Irish missionary among nine kidnappeds from the Haiti orphanage

Nine people, including an Irish missionary and a three-year-old child, were kidnapped by an orphanage near the capital of Haiti, Port-au-Prince on Sunday, officials said.
Gena Heraty, the director of the establishment, was one of those taken from the private orphanage in Sainte-Hélène in Kenscoff during the early hours of the morning, according to Mayor Massillon Jean.
Seven employees and a child were also taken from the orphanage, which takes care of more than 240 children, some disabled.
The attackers burst into the orphanage around 3.30 p.m. local time (07:30 GMT) “without opening fire,” said Jean, describing him as a “planned act”.
The attackers had blocked a wall to get into the property, said Jean, before heading for the building where Ms. Heraty remained.

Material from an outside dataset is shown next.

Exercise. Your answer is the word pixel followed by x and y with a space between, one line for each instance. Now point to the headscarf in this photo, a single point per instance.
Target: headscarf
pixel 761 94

It is believed that gang members are responsible for the attack, reported the Nouvelliste.
Ms. Heraty, who has lived in Haiti since 1993, called the organization that runs the orphanage – our little brothers and sisters – early on Sunday to confirm that she was one of these kidnapped, a source told the AFP news agency.
No ransom requests or requests have been made, said the source.
Ireland’s foreign department said it was aware of the case and provided consular assistance.
Gena Heraty, born in Liscarney, in Mayo County, has received numerous awards for her humanitarian work, including the Ouireachtas Human Dignity Award.
She previously declared to Irish Times that she did not intend to leave Haiti, despite increasing violence of gangs and threats to her own security.
“Children are the reason why I am still there. We are together,” she told the newspaper in 2022.
Since the beginning of 2025, the municipality of Kenscoff, on the southern outskirts of Port-au-Prince, has been one of the districts of the city suffering from constant incursions and raids of the criminal gangs of Haiti, which already control most of the capital and large expanses of the interior of the country.
The Haiti police, as well as his Kenyan police allies and his foreign entrepreneurs using armed drones, have repeatedly sought to dislodge the gangs from their positions and their bases, but have failed to repel them.
Gang violence and kidnappings are also common in other regions in Port-au-Prince, where the UN says that armed groups control around 85% of the city.
On July 7, six UNICEF employees were kidnapped during an authorized mission in an area controlled by armed groups in Port-au-Prince. Although an employee was released the next day, five others were selected in captivity by a gang for three additional weeks.
In the first half of 2025, UN figures show that nearly 350 people were kidnapped in Haiti. At least 3,141 people were also killed during the same period, said the United Nations Human Rights Office.
The UN Human Rights Head, Volker Türk warned that an increase in gang violence threatened to destabilize the nation more, with a record of 1.3 million people displaced by trouble in June.
The UN said that families have “struggling to survive makeshift shelters while facing health and protection risks”.